According to the provisions, the Governors of the Provinces will have to respond within four months to requests regarding the construction of new churches presented by the Christian community. In case of refusal, the governor must give reasons for his decision, and the community has the right to appeal to the administrative courts. The law states that “the surface area of the church should be appropriate to the number of citizens belonging to the Christian community, and must take into account the population growth”. This has been criticised by many for its vagueness.
The Egyptian press reports that the approval of the law took place in a relaxed atmosphere, with some MPs chanting slogans such as “long live the cross and the crescent”. The President of Parliament immediately phoned Coptic Orthodox Patriarch Tawadros II to express his congratulations to the Primate of the Coptic Orthodox Church.
In recent weeks, critical voices within the Egyptian Christian community against the bill had multiplied, and Christian youth groups had also started to collect signatures for a petition that demanded withdrawal. Key problems are the amendments added to the text during the long investigation stage. Many criticisms are mainly aimed at an article of the bill, which states that the construction of new churches is authorised by governors “under the coordination of the authorities concerned”. Many fear that this indefinite expression will enable local security forces to block the construction of new buildings of Christian worship, citing reasons of public policy, especially in the areas marked by sectarian conflicts.

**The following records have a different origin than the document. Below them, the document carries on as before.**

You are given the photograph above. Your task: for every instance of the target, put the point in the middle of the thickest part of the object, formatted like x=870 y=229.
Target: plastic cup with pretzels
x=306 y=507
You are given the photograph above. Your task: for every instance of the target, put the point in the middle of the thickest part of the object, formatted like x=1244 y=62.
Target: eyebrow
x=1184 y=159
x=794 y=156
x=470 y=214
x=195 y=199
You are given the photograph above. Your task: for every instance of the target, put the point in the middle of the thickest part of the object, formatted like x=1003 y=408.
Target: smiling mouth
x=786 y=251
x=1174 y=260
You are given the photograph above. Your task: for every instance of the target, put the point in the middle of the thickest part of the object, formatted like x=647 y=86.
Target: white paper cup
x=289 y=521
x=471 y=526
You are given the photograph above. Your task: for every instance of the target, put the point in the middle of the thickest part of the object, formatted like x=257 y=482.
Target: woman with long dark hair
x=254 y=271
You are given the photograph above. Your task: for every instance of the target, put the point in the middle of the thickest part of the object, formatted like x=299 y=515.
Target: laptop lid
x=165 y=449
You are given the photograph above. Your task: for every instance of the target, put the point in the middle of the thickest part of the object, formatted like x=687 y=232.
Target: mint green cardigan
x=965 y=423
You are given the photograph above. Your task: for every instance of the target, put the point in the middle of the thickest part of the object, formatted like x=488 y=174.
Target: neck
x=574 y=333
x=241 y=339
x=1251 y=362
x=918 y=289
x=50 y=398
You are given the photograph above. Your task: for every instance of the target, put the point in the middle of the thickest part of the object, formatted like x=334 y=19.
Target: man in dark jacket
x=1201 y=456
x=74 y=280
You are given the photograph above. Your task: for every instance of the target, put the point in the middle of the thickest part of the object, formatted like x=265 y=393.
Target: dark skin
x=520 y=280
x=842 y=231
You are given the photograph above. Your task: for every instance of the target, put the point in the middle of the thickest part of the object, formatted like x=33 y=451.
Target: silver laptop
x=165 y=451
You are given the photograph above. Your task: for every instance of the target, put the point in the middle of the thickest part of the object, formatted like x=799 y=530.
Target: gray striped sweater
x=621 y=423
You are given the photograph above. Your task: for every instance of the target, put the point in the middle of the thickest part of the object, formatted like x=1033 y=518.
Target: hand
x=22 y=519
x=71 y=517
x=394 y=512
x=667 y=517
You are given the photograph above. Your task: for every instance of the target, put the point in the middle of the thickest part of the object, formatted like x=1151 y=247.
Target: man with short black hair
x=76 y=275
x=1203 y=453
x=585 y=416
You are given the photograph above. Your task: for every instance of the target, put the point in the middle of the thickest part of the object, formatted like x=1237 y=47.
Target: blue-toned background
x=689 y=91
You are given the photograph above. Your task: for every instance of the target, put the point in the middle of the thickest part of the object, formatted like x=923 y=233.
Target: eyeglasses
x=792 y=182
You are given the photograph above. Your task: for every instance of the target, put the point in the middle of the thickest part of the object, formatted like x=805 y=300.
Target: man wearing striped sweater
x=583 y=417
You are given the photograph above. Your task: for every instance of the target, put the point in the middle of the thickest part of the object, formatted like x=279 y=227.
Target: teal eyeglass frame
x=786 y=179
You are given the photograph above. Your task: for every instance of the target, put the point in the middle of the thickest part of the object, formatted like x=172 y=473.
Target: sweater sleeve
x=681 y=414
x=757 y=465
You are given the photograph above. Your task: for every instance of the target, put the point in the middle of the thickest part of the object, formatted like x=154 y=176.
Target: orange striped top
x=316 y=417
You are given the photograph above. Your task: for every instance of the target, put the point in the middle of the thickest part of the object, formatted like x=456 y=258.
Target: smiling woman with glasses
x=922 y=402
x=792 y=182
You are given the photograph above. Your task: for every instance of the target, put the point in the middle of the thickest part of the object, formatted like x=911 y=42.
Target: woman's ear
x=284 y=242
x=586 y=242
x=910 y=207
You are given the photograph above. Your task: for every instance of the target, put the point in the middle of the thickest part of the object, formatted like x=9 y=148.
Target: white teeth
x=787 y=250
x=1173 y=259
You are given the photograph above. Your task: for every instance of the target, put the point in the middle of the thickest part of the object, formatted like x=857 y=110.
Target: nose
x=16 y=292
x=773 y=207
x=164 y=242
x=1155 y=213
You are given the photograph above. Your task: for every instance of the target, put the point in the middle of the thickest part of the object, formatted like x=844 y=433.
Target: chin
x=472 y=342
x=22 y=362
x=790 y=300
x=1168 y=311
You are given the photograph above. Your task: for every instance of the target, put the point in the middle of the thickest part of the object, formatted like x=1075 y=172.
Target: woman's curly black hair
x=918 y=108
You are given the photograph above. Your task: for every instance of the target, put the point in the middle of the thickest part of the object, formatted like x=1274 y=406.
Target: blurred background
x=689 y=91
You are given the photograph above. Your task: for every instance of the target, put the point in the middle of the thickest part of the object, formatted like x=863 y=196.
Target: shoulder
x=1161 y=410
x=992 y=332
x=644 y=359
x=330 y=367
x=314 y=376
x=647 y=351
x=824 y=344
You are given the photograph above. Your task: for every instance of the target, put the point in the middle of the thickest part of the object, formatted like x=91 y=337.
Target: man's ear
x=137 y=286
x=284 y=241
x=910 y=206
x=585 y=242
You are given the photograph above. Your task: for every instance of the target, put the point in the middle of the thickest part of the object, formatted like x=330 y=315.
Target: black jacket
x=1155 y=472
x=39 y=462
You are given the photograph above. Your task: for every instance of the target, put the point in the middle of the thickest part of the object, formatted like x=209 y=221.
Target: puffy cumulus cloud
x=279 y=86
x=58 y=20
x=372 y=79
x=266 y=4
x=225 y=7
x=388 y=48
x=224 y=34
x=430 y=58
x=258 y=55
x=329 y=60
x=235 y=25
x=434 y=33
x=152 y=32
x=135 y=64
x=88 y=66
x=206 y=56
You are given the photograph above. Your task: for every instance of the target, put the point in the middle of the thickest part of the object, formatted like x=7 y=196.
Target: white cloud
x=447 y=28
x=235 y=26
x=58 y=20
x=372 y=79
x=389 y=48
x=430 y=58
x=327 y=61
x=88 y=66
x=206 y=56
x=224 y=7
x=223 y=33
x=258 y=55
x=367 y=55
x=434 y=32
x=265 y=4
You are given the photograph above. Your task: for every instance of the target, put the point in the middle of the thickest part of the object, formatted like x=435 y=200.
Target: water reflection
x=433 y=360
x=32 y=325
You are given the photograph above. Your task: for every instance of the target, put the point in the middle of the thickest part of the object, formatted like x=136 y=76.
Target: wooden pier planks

In the eyes of many Egyptian Christians, however, the new law is a step forward compared to the so-called “10 Rules” added in 1934 to the Ottoman legislation from the Ministry of Interior, which prohibited building new churches near schools, channels, government buildings, railways and residential areas. In many cases, the strict application of those rules has prevented the construction of churches in cities and villages inhabited by Christians, especially in rural areas of Upper Egypt. It is hoped the law will free up construction.
Church building has for decades been one of the most sensitive sectarian issues in Egypt, where 10 percent of the population of 90 million are Christians but where Muslim hardliners sharply oppose anything they see as undermining what they call the country’s “Islamic character”.